Cyclamen

629 119 16
                                    

Meli menunggu Na Ra tenang terlebih dahulu. Tak pernah ia melihat Na Ra menangis seperti itu. Hari ini, Na Ra menangis begitu pilu. Matanya membengkak dan mengambil napas pun tersengal-sengal. Meli hanya bisa memeluk dan menepuk punggung Na Ra supaya gadis itu tenang.

Setelah lumayan tenang, Meli beranjak untuk mengambil air putih untuk Na Ra. Gadis itu menerima dan meminum air tersebut.

"Lo tenang dulu, oke? Ambil napas pelan-pelan baru bicara."

Na Ra mengikuti intruksi Meli. Gadis itu mengambil napas dengan pelan-pelan dan berusaha menenangkan dirinya.

Meli hanya bisa melakukan hal itu. Ia sungguh kecewa, tetapi rasa sedihnya jauh lebih mendominasi.

"Ma--af, Mel." Kata pertama yang diucapkan Na Ra adalah permintaan maaf setelah menangis hebat.

Meli langsung mengangguk. "Nggak apa-apa, Ra. Gue paham banget posisi lo sekarang. Gue kecewa, tapi nggak bisa. Gue ikut ngerasa sakit sekarang. Kenapa harus lo?" Meli mengeluarkan keresahannya.

"Janu," lirih Na Ra dengan menyerahkan gawainya kepada Meli. Dengan cepat Meli membaca pesan dari Janu.

Meli seketika merasakan apa yang dirasa oleh Na Ra.  Apalagi isi pesan tersebut adalah Janu pamit kepada Na Ra. Maka tak heran Na Ra menangis pilu tadi. Gadis itu pasti merasa amat bersalah sekaligus sedih karena tak bisa mengungkapkan apa yang sebenarnya terjadi.

"Janu bakal pulang dengan selamat kok. Lo jangan nyalahin diri, Ra. Janu bakal baik-baik aja dalam tugasnya. Lo harus berdoa supaya Janu cepet balik dan kalian bertemu lagi."

Meli mengusap air mata Na Ra. "Don't cry, babe. Lo jelek kalau nangis." Meli berusaha menghibur Na Ra.

Selanjutnya, Na Ra memilih menenangkan diri dan memberikan sugesti positif terhadap pikirannya yang kalut serta negatif. Dengan sabar, Meli memberikan kata-kata penyemangat.

"Habis ini lo berobat, ya? Kemoterapi. Kalau perlu berobat ke Jerman atau nggak Singapura biar ditangani cepet," ucap Meli kemudian.

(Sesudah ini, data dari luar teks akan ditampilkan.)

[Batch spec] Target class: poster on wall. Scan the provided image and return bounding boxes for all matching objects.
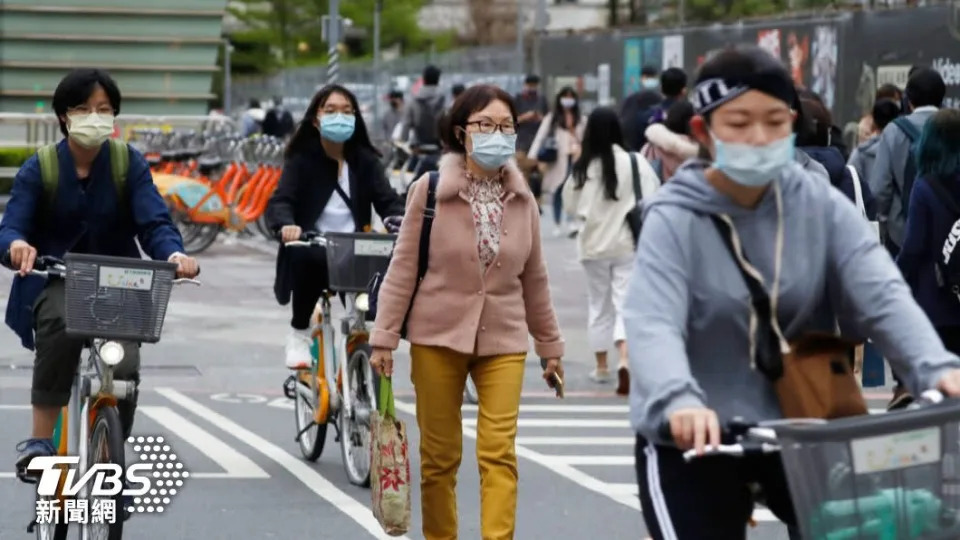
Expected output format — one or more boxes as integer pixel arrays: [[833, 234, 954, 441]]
[[757, 28, 783, 58], [623, 39, 643, 96], [663, 34, 683, 69], [811, 26, 837, 110]]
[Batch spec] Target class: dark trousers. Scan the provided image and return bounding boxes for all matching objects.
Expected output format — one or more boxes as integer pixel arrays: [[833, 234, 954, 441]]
[[636, 435, 799, 540], [287, 246, 330, 330], [30, 279, 140, 437]]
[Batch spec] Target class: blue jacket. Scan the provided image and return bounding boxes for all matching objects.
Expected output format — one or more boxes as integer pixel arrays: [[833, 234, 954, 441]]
[[897, 174, 960, 328], [0, 140, 183, 349]]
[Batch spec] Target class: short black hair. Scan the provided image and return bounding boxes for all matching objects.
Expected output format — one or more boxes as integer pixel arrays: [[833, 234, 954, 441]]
[[423, 65, 440, 86], [53, 68, 121, 137], [905, 67, 947, 108], [440, 84, 517, 154], [871, 98, 900, 131], [660, 68, 687, 98]]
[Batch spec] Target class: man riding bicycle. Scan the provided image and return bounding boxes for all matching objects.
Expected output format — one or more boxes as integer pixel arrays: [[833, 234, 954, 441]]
[[0, 69, 199, 473]]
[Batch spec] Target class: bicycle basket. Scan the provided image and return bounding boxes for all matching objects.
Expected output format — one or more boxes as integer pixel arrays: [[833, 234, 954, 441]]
[[776, 401, 960, 540], [65, 253, 177, 343], [324, 233, 397, 293]]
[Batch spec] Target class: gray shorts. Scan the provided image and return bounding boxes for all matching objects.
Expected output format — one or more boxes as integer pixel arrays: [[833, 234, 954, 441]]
[[30, 279, 140, 410]]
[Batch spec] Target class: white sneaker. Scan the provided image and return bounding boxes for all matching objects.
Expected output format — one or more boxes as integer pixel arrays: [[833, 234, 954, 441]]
[[285, 330, 313, 369]]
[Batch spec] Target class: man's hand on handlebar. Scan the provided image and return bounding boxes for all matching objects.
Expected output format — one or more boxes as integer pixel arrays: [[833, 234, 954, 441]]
[[280, 225, 303, 244], [10, 240, 37, 276], [669, 407, 720, 455]]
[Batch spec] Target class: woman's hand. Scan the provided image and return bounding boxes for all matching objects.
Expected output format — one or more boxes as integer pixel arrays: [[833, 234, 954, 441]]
[[370, 347, 393, 377], [670, 407, 720, 455], [280, 225, 303, 243]]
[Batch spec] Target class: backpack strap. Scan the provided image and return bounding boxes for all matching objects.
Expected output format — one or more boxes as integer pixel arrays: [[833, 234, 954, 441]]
[[108, 139, 130, 214], [400, 171, 440, 337], [926, 176, 960, 216], [893, 116, 920, 144], [37, 143, 60, 211]]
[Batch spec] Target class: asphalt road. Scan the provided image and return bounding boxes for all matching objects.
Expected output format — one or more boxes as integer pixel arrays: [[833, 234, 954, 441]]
[[0, 229, 892, 540]]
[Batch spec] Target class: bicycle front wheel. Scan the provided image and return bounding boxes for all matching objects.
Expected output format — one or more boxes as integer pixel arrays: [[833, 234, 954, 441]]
[[87, 407, 126, 540], [340, 344, 377, 487]]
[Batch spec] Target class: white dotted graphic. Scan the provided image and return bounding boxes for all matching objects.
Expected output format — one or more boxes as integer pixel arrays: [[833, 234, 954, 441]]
[[127, 437, 190, 514]]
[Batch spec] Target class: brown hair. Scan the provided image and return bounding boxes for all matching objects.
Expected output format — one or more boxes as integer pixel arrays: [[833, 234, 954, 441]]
[[440, 84, 517, 154]]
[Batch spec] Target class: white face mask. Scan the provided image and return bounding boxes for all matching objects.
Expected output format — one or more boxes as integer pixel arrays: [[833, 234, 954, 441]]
[[67, 113, 113, 148]]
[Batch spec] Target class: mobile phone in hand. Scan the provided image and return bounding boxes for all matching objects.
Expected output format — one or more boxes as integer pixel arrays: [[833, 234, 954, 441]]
[[540, 358, 563, 398]]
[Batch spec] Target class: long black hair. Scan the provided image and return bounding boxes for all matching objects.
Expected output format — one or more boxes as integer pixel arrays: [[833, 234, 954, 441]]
[[573, 107, 623, 201], [285, 84, 380, 158], [550, 86, 580, 133]]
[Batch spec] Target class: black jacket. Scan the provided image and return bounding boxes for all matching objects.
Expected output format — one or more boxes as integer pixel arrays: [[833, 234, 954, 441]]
[[266, 142, 404, 305]]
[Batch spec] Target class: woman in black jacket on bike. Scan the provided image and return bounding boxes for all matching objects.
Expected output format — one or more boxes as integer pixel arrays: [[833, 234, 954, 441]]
[[267, 85, 404, 369]]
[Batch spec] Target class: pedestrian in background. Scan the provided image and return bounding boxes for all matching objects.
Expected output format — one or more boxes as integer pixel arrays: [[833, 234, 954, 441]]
[[370, 85, 563, 540], [897, 109, 960, 354], [563, 107, 660, 396], [529, 86, 587, 236]]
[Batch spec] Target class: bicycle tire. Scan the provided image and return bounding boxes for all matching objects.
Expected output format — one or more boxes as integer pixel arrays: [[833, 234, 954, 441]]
[[293, 375, 327, 461], [338, 344, 379, 488], [87, 407, 127, 540], [33, 495, 70, 540]]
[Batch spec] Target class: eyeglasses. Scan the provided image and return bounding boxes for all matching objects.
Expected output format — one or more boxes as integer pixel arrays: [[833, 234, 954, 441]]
[[467, 120, 517, 135]]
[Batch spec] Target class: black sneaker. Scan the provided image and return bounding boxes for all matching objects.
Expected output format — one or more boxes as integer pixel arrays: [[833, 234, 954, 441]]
[[16, 438, 57, 484]]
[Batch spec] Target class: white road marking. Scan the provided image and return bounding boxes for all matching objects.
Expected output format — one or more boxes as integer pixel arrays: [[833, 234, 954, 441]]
[[517, 437, 637, 446], [156, 388, 409, 540], [137, 405, 270, 478], [543, 454, 636, 466], [394, 401, 779, 521], [463, 418, 630, 428], [462, 404, 630, 415]]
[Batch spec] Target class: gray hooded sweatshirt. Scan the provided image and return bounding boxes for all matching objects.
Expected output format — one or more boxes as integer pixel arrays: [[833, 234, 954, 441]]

Na Ra justru menggeleng. "Aku udah atur jadwal berobat Januari besok dan pemulihan di sini. Aku nggak bisa ninggalin kerjaan. Ada banyak karyawan yang gantungin nasib ke aku, Mel. Aku bingung banget. Nggak mungkin aku tinggal begitu aja dan nggak mungkin asal limpahin kerjaan ke orang lain."

"Noo! Lo harus berobat sekarang. Lo udah stadium berapa?"

"Menginjak dua dan nggak ada harapan sembuh rasanya."

"Ra, jangan gitu! Makanya segera berobat biar nggak semakin parah. Lo masih punya kesempatan hidup yang panjang. Jangan putus asa. Gue bakal selalu ada di samping lo."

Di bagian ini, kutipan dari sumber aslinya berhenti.